En los barrios cerrados, el impacto es mayor por la composición de la cuota mensual: seguridad privada, mantenimiento de espacios verdes, infraestructura y servicios centralizados representan una parte importante del gasto y dejan menos margen para ajustar cuando los ingresos familiares no acompañan.

Detrás del atraso aparece un factor central: el aumento sostenido de los costos fijos. En la Ciudad de Buenos Aires, las expensas registraron una suba interanual del 36%, mientras que en la provincia de Buenos Aires el incremento alcanzó el 44,3%. Para marzo, los valores promedio se ubicaron en $326.183 en CABA y $160.921 en territorio bonaerense.

Más del 75% de esos gastos corresponde a salarios del personal, mantenimiento, limpieza y servicios públicos como agua, gas y electricidad. Son rubros con escaso margen de reducción, ya que dependen de paritarias, tarifas y contratos que siguen actualizándose.

Para muchos hogares, la expensa dejó de ser un gasto complementario y pasó a competir directamente con otros compromisos centrales del presupuesto familiar.

“Cuando las expensas superan cierto umbral se convierten en una carga casi tan pesada como el alquiler o la cuota del crédito”, explicó Martín Eliçagaray, fundador de Simple Solutions, una firma especializada en tecnología para propiedad horizontal. El impacto también se observa en el mercado inmobiliario: algunos inquilinos tienen dificultades para afrontar alquiler más expensas, mientras que propietarios terminan absorbiendo deudas para sostener los contratos.

Ante este escenario, los consorcios aplican distintas estrategias para contener el problema. Entre ellas aparecen tasas de interés por mora, refinanciaciones y la priorización de gastos esenciales para evitar interrupciones de servicios. Sin embargo, cuando la deuda se mantiene durante varios meses en las mismas unidades, la caja comienza a deteriorarse y muchas obras quedan postergadas.

La distribución de la morosidad también presenta diferencias importantes según la zona. En algunos barrios porteños, la deuda acumulada representa una proporción significativa del presupuesto mensual: en Balvanera, por ejemplo, llega al 37% del total liquidado, mientras que en Belgrano ronda el 16%.

Los datos de 2025 muestran que el fenómeno se mantuvo relativamente estable: la morosidad se movió entre el 15% y el 17% desde junio de 2024, con un pico estacional del 18% hacia fin de año. Durante el primer semestre de 2025 volvió al 16% entre enero y marzo, alcanzó el 17% en abril y mayo, y volvió a moderarse en junio.

Aunque algunos informes recientes señalan una posible baja asociada a la desaceleración de la inflación, otras mediciones todavía ubican el atraso cerca del 19%, lo que refleja que la mejora aún no es uniforme.

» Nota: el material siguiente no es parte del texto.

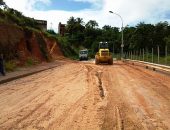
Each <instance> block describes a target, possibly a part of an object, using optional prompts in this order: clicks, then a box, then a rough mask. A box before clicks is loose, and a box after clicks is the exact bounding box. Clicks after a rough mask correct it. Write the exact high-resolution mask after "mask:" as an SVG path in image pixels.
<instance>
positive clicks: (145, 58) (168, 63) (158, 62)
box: [114, 46, 170, 66]
mask: <svg viewBox="0 0 170 130" xmlns="http://www.w3.org/2000/svg"><path fill="white" fill-rule="evenodd" d="M114 57H116V58H117V59H119V57H120V55H119V54H118V55H115V56H114ZM124 58H125V59H131V60H140V61H145V62H151V63H156V64H162V65H169V66H170V48H169V47H168V46H165V47H160V46H156V47H154V48H149V49H148V48H142V49H138V50H130V51H125V52H124Z"/></svg>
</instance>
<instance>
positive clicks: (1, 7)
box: [0, 0, 40, 30]
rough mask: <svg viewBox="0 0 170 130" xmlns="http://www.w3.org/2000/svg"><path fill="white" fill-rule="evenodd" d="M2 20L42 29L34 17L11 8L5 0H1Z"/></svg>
mask: <svg viewBox="0 0 170 130" xmlns="http://www.w3.org/2000/svg"><path fill="white" fill-rule="evenodd" d="M0 22H1V23H7V24H14V25H18V26H21V27H23V28H24V27H30V28H34V29H38V30H40V28H39V27H38V26H37V25H38V23H37V22H36V21H35V20H34V19H33V18H29V17H26V16H24V15H23V14H22V13H21V12H19V11H17V10H15V9H13V8H9V7H8V6H7V5H6V4H5V2H3V0H0Z"/></svg>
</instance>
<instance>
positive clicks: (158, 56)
mask: <svg viewBox="0 0 170 130" xmlns="http://www.w3.org/2000/svg"><path fill="white" fill-rule="evenodd" d="M158 64H159V46H158Z"/></svg>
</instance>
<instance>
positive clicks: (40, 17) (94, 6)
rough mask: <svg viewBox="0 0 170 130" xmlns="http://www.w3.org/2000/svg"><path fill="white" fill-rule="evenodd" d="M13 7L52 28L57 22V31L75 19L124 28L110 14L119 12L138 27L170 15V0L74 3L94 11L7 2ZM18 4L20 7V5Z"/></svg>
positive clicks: (16, 2)
mask: <svg viewBox="0 0 170 130" xmlns="http://www.w3.org/2000/svg"><path fill="white" fill-rule="evenodd" d="M4 1H5V2H6V4H7V5H8V6H9V7H12V8H14V9H17V10H19V11H22V12H23V13H24V15H26V16H30V17H34V18H36V19H45V20H48V28H50V27H51V24H50V23H53V26H52V27H53V29H54V30H55V31H57V28H58V23H59V22H62V23H66V22H67V20H68V19H69V18H70V17H71V16H74V17H81V18H83V19H84V21H85V22H88V21H89V20H96V21H97V22H98V23H99V25H100V27H102V26H103V25H112V26H118V27H120V26H121V20H120V18H119V17H118V16H116V15H114V14H109V10H112V11H114V12H116V13H119V14H120V15H121V16H122V18H123V21H124V25H127V24H130V25H132V24H137V23H139V22H140V21H144V22H147V23H148V22H149V23H156V22H159V21H164V20H169V21H170V19H165V18H164V17H165V13H167V12H168V11H169V12H170V9H169V7H170V1H169V0H72V1H79V2H89V3H91V4H92V5H93V7H94V8H93V9H85V10H80V11H61V10H50V11H37V10H35V8H34V5H35V4H36V3H37V2H42V3H44V4H52V0H15V1H14V0H4ZM16 3H17V4H16Z"/></svg>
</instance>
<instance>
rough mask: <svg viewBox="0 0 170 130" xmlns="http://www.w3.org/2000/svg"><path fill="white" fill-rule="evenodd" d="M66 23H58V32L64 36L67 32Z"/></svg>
mask: <svg viewBox="0 0 170 130" xmlns="http://www.w3.org/2000/svg"><path fill="white" fill-rule="evenodd" d="M65 26H66V25H65V24H61V22H59V24H58V33H59V34H60V35H61V36H64V34H65Z"/></svg>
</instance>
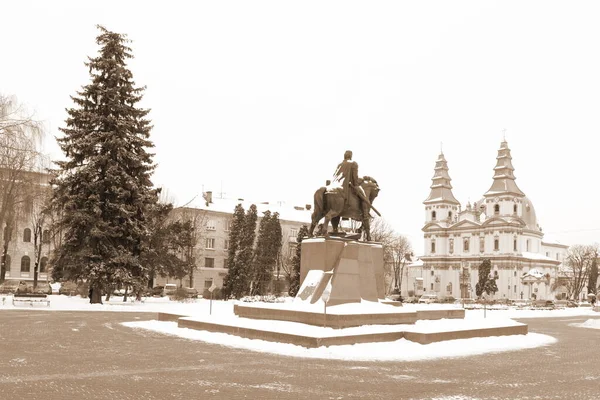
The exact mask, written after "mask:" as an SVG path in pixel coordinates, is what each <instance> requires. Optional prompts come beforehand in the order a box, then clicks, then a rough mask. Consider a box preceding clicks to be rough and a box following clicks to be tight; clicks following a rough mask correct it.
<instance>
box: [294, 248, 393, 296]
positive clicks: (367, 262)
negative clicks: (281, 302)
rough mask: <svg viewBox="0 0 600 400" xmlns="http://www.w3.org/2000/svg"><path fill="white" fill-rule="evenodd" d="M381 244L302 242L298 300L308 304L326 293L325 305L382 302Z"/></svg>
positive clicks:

Con expensas que cada vez tienen mayor peso dentro del presupuesto familiar y una estructura de gastos difícil de reducir, los administradores coinciden en que el desafío será mejorar la previsibilidad de los aumentos y hacer más eficiente la gestión de cobro. Mientras tanto, la deuda que un vecino deja de pagar termina impactando, directa o indirectamente, sobre el resto del consorcio.